Il avait beau avoir passé pas mal de temps au paradis, il n'en connaissait toujours pas le fonctionnement. Il s'était réveillé un jour, étendu sur le sol, vêtu du même jean troué et du même tee-shirt qu'il portait actuellement. Il n'y avait pas besoin d'en changer ; il ne transpirait pas, ne se salissait pas, tout comme il ne ressentait pas la fin ou la soif. C'est comme si son corps avait été figé dans l'état où il était à sa mort. Quelque fois, il se demandait si ça en aurait été autrement s'il était décédé affamé. Aurait-il eu faim éternellement, et incapable de se rassasier ? Cette perspective paraissait presque plus effrayante que sa condition actuelle.

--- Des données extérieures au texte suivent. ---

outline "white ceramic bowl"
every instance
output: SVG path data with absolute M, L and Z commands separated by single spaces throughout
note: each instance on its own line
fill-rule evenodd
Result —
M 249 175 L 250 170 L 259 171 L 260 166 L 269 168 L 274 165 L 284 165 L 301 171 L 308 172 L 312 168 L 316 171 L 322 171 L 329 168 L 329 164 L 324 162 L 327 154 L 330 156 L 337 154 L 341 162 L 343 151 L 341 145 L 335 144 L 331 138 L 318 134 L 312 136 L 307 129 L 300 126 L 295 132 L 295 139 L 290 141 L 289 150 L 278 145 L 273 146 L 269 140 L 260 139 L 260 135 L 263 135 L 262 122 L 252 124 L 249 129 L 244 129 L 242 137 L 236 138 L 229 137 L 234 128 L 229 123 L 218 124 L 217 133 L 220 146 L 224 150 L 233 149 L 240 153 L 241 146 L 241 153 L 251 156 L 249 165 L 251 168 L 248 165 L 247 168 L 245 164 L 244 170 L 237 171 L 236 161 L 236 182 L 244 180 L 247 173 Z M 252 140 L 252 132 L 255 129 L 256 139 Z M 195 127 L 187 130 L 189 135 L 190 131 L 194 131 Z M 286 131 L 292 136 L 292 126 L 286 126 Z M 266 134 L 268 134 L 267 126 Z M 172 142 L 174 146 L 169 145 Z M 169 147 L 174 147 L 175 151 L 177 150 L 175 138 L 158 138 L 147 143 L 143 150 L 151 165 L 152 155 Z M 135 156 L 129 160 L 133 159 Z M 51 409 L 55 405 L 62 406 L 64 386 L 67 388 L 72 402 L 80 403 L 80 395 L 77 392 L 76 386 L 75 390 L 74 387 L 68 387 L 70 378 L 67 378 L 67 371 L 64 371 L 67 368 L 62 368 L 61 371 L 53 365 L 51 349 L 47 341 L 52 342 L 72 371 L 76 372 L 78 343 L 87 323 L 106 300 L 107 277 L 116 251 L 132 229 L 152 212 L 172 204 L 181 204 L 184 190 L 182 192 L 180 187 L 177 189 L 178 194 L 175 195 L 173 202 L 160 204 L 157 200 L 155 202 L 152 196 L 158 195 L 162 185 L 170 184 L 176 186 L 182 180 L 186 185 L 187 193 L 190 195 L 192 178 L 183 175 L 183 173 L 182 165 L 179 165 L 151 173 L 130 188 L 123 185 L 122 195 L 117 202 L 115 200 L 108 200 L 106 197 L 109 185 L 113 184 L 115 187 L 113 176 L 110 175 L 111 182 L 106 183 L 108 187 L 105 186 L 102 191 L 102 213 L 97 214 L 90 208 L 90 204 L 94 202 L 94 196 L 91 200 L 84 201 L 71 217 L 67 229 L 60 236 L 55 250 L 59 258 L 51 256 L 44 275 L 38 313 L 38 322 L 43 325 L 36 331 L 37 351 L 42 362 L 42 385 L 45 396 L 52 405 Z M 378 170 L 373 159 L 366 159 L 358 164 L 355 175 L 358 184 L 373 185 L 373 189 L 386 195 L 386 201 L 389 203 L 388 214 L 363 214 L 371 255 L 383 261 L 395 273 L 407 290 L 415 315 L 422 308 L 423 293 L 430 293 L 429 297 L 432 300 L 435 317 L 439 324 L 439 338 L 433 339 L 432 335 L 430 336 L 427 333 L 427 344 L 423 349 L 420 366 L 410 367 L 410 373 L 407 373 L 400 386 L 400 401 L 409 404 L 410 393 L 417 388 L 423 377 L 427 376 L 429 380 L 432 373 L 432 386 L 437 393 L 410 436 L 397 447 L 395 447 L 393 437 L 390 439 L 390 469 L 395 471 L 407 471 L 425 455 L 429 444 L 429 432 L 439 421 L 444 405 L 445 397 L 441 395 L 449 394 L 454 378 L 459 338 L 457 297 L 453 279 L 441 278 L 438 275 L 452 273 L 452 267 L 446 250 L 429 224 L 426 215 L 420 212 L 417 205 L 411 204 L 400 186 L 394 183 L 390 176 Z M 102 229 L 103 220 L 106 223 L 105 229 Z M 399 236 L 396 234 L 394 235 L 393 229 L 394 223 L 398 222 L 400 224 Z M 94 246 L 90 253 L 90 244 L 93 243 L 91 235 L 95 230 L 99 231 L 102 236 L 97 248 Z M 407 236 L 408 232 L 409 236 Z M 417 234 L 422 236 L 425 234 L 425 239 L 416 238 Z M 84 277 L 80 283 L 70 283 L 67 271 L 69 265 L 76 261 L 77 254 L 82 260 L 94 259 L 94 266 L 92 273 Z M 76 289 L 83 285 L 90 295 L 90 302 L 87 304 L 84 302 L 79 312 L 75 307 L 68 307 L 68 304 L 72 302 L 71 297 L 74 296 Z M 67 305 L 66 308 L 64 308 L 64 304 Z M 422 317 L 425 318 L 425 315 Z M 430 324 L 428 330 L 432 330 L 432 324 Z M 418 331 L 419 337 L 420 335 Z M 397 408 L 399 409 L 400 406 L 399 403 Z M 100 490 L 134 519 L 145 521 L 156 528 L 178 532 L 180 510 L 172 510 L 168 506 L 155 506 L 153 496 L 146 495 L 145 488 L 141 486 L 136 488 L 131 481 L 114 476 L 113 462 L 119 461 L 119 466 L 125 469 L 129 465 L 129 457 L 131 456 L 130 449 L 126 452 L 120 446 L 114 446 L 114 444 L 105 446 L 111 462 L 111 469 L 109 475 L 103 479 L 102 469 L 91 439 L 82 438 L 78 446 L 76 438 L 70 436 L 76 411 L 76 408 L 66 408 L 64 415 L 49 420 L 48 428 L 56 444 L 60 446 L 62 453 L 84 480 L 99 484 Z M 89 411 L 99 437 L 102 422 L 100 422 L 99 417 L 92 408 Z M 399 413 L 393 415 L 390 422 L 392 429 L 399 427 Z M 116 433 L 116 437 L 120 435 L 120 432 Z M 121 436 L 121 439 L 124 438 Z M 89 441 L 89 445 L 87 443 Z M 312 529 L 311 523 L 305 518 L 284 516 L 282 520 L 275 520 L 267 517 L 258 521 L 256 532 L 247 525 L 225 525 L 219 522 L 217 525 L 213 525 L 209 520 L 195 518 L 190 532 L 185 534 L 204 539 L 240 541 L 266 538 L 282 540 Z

Quand il s'était levé, il avait d'abord repéré les ailes. Le tiraillement dans son dos, la sensation qu'on lui avait ajouté quelque chose auquel son corps n'était pas habitué. Enfin, son "corps". Il supposait bien que celui qu'il habitait en ce moment n'était pas son enveloppe charnelle originelle. Il avait dû être enterré ou incinéré, quelque que soit l'endroit sur Terre où il avait vécu, et la mémoire de son corps avait dû être recréé grâce à son âme, puisque c'était elle qui faisait de lui ce qu'il était dans cette nouvelle vie. Il se souvenait que c'était étrange de sentir ces nouveaux muscles partir de son dos, et s'étendre autour de lui. Il avait tenté de les actionner. Ça s'était fait naturellement, comme de lever un bras ou de froncer les sourcils. Il s'était élevé dans les airs, avait tournoyé. Il se souvenait des étendue de ciel à perte de vue, les courants ascendants, descendants. Il se souvenait qu'il n'avait jamais été aussi heureux de toute sa vie. Quand il était revenu sur la terre ferme, il s'était dit que c'était le rêve le plus réaliste qui lui avait jamais été donné de faire.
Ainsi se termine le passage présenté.